It’s been nearly 15 years since criterion scores were introduced in the peer review process, but each new generation of applicants encounters a similar point of confusion about how these scores are used.
To arrive at your overall impact score, reviewers first consider the core review criteria: significance, innovation, investigator, approach, environment, as well as any additional funding opportunity-specific requirements. They then assign an overall impact score, which takes into account the review criteria, but weights their importance however each reviewer chooses. This deliberate approach anchors assessments and encourages consistent use of the scoring range.
Thus, while criterion scores and overall impact scores are both numerical values, there is no mathematical formula linking the two.
NIAID funds the research it deems most likely to exert a sustained, powerful influence on its field. An overall impact score reflects the review criteria as is appropriate for each opportunity and application.
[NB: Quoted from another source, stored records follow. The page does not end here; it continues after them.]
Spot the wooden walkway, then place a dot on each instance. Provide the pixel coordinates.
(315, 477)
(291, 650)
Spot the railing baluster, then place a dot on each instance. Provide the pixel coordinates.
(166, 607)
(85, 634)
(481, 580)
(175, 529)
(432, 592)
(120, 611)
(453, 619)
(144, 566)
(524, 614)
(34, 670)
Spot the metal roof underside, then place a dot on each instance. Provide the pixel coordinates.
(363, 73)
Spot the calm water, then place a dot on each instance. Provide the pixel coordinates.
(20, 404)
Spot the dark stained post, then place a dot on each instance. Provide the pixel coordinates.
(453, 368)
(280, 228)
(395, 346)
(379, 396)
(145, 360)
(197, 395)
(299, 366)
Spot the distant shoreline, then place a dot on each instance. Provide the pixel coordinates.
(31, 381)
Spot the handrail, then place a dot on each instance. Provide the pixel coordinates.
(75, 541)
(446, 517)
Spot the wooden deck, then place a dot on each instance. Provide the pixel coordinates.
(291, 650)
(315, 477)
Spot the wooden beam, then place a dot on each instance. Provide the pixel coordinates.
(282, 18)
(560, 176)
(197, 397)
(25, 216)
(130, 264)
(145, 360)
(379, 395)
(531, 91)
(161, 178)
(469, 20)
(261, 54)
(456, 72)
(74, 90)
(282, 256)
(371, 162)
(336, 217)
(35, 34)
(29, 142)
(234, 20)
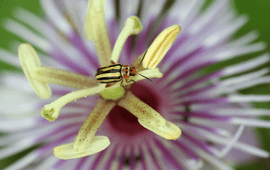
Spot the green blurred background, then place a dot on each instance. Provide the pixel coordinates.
(258, 12)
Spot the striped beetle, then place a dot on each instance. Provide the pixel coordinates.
(116, 72)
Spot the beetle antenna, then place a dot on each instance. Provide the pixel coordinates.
(146, 77)
(143, 56)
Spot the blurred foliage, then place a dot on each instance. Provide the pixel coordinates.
(257, 11)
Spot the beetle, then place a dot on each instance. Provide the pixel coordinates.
(116, 72)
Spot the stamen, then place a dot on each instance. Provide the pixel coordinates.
(160, 46)
(62, 77)
(67, 151)
(92, 124)
(96, 30)
(132, 26)
(51, 111)
(30, 61)
(149, 118)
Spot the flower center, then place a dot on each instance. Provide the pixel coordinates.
(123, 121)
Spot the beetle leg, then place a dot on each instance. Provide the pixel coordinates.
(112, 62)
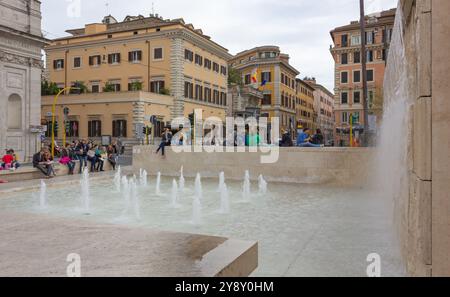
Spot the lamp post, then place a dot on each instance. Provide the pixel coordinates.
(53, 117)
(364, 73)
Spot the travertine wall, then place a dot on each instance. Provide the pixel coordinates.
(310, 166)
(423, 215)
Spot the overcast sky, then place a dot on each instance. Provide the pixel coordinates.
(299, 27)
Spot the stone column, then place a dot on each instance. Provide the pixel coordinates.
(177, 77)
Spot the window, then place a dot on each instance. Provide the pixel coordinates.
(370, 75)
(114, 58)
(156, 86)
(344, 98)
(369, 56)
(208, 64)
(223, 98)
(188, 55)
(134, 86)
(344, 117)
(344, 59)
(58, 64)
(344, 77)
(157, 54)
(76, 62)
(72, 129)
(370, 37)
(357, 57)
(356, 97)
(216, 67)
(95, 60)
(356, 40)
(266, 77)
(119, 128)
(357, 76)
(207, 95)
(216, 95)
(247, 79)
(14, 113)
(135, 56)
(198, 92)
(198, 60)
(188, 90)
(94, 128)
(344, 40)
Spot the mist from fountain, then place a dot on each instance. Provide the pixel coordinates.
(134, 198)
(221, 181)
(85, 195)
(117, 178)
(198, 187)
(143, 178)
(182, 181)
(246, 187)
(262, 185)
(224, 200)
(158, 184)
(43, 195)
(174, 195)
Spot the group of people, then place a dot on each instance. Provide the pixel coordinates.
(83, 151)
(305, 138)
(9, 161)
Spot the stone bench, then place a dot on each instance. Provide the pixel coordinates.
(29, 172)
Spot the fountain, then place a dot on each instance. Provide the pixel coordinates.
(43, 195)
(262, 184)
(85, 196)
(224, 200)
(221, 181)
(174, 195)
(126, 193)
(143, 178)
(198, 187)
(117, 179)
(246, 186)
(158, 184)
(134, 198)
(182, 181)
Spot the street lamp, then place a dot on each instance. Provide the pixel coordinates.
(53, 116)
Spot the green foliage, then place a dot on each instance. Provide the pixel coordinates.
(49, 88)
(108, 88)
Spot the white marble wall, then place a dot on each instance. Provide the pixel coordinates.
(20, 75)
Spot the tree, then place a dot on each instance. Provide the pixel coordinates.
(164, 91)
(49, 88)
(108, 88)
(234, 77)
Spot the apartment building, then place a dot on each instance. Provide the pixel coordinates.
(306, 116)
(324, 107)
(132, 70)
(268, 70)
(346, 51)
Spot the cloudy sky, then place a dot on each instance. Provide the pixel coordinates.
(299, 27)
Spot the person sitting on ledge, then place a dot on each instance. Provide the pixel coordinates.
(42, 161)
(304, 139)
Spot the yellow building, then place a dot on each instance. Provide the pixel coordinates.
(306, 115)
(134, 69)
(275, 78)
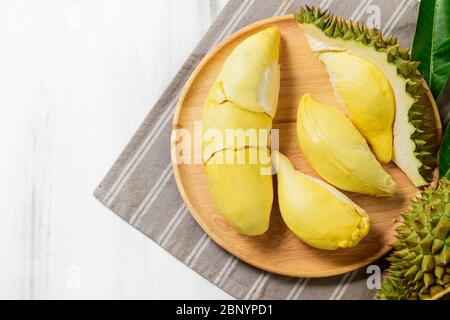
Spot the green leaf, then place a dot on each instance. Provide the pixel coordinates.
(432, 43)
(444, 155)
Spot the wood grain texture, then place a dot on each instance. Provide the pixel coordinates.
(78, 77)
(278, 250)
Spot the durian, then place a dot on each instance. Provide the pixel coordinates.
(415, 140)
(420, 263)
(241, 185)
(367, 95)
(237, 118)
(316, 212)
(338, 151)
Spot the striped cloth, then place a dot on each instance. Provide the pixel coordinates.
(141, 189)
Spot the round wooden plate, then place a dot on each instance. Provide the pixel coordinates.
(278, 250)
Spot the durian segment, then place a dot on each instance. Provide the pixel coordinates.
(415, 140)
(241, 185)
(338, 151)
(367, 95)
(316, 212)
(226, 126)
(420, 263)
(240, 105)
(250, 76)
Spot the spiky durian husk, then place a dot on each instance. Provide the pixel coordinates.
(424, 136)
(420, 264)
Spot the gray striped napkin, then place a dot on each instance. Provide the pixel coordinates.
(141, 188)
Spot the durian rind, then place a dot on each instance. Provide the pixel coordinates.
(420, 263)
(415, 142)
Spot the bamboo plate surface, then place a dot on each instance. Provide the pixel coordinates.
(278, 250)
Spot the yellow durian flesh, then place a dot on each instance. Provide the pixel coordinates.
(241, 185)
(367, 95)
(316, 212)
(338, 151)
(226, 126)
(250, 76)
Therefore, an application does not need to be exceptionally strong in all of the review criteria to get an exceptional overall impact score. For example, reviewers may give an application an outstanding overall impact score due to its high significance and feasibility, even though it has only a good innovation score because (for example) the project uses current state-of-the-art approaches. Alternatively, a critical flaw in the study design may cast doubt on the likelihood that you can execute a proposal with very good significance and innovation, resulting in a marginal overall impact score.
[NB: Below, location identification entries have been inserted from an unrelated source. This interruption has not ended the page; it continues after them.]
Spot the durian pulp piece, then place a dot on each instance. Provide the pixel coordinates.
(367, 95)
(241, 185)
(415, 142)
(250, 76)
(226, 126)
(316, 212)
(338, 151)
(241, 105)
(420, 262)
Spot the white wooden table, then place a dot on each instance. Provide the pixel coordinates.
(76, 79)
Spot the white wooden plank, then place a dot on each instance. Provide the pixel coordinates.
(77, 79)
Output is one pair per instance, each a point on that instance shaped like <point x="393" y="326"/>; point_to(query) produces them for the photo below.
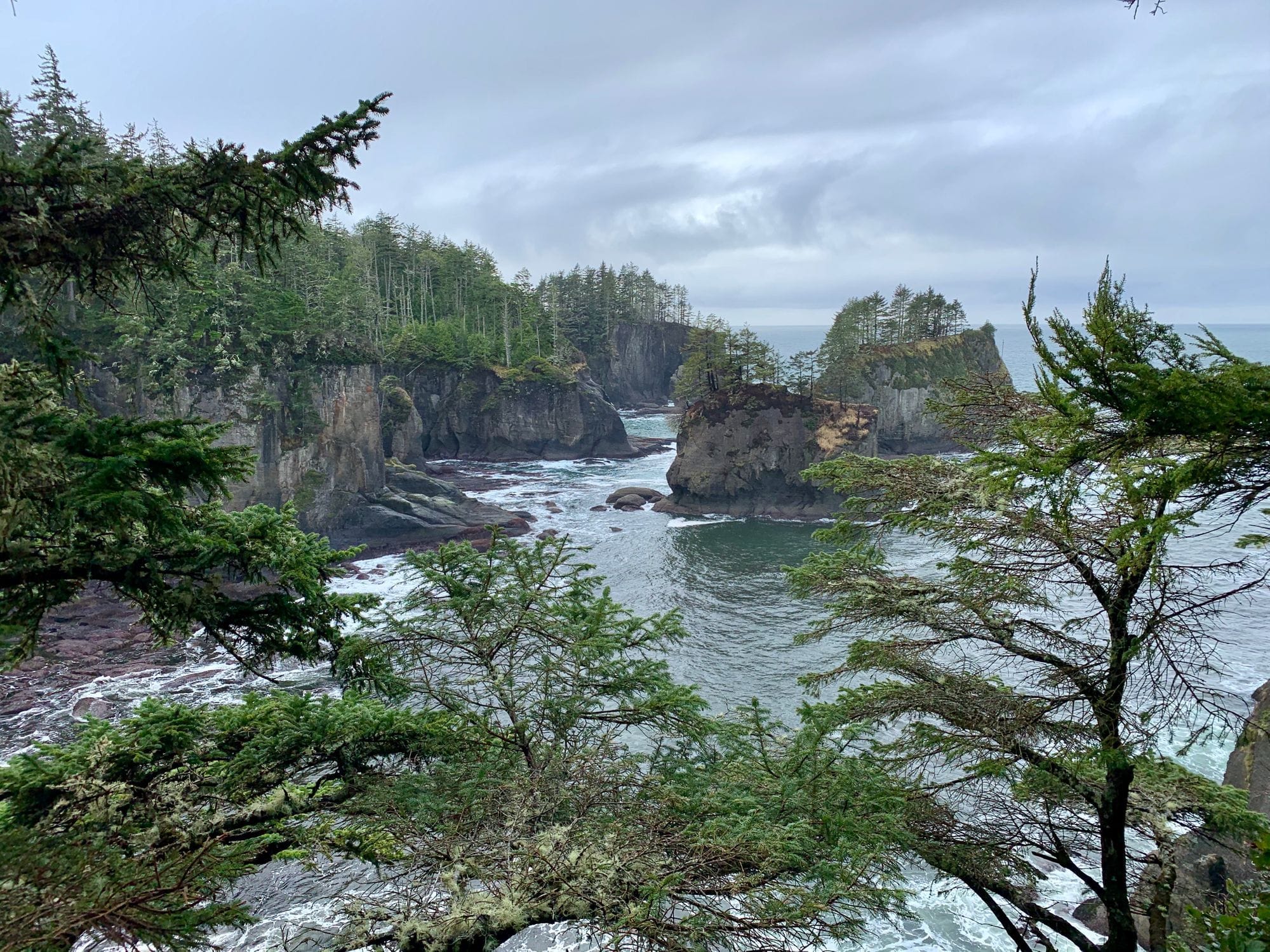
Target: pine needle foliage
<point x="1031" y="687"/>
<point x="137" y="506"/>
In the case of multicomponent applications (e.g., P01s and U19s), check whether synergy is highlighted in the opportunity’s Section V. Application Review Information. For those that do, strong synergy among projects can lead to an overall impact score for the entire proposal that is greater than the scoring average of the individual components.
Criterion scores are provided for all applications. However, only applications that are discussed receive overall impact scores. The criterion scores reflect the views of the assigned reviewers while your overall impact score reflects the scores of all the panel members who voted. Therefore, it’s important to read the resume and summary of the discussion in the summary statement as well as the comments from individual reviewers.
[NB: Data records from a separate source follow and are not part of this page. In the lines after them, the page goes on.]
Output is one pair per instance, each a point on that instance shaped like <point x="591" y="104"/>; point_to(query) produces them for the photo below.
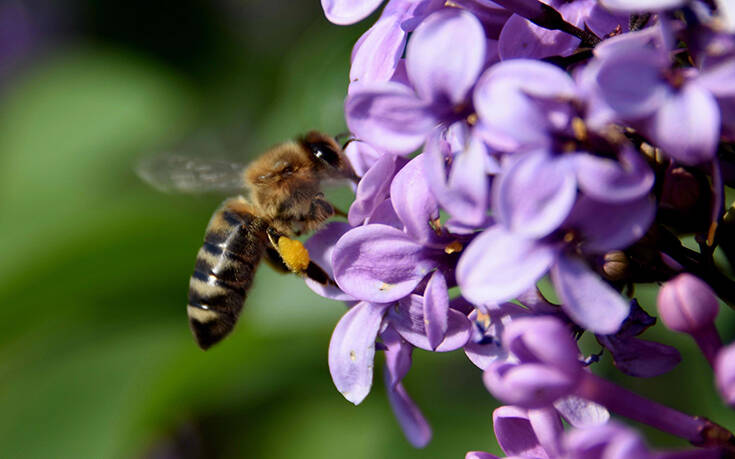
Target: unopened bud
<point x="615" y="265"/>
<point x="725" y="374"/>
<point x="680" y="189"/>
<point x="686" y="304"/>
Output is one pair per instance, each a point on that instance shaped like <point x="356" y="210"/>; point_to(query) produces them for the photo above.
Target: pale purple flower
<point x="725" y="374"/>
<point x="397" y="363"/>
<point x="462" y="188"/>
<point x="376" y="54"/>
<point x="443" y="59"/>
<point x="521" y="38"/>
<point x="517" y="262"/>
<point x="528" y="433"/>
<point x="381" y="263"/>
<point x="547" y="367"/>
<point x="345" y="12"/>
<point x="686" y="304"/>
<point x="633" y="82"/>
If you decide to resubmit an application, consider the original application’s criterion scores and reviewer comments as you write your application to help earn a better overall impact score on the resubmission. By understanding which criteria scored poorly, you can better target areas for improvement.
For a longer discussion of the mechanics of peer review, read Scoring & Summary Statements.
As you may know, NIH is preparing for a transition from using five scored review criteria to three review factors, as explained at Simplifying Review of Research Project Grant Applications. Regardless, overall impact scores will continue to function in the same way—reflective of the main review criteria, but not derived by algorithm from them.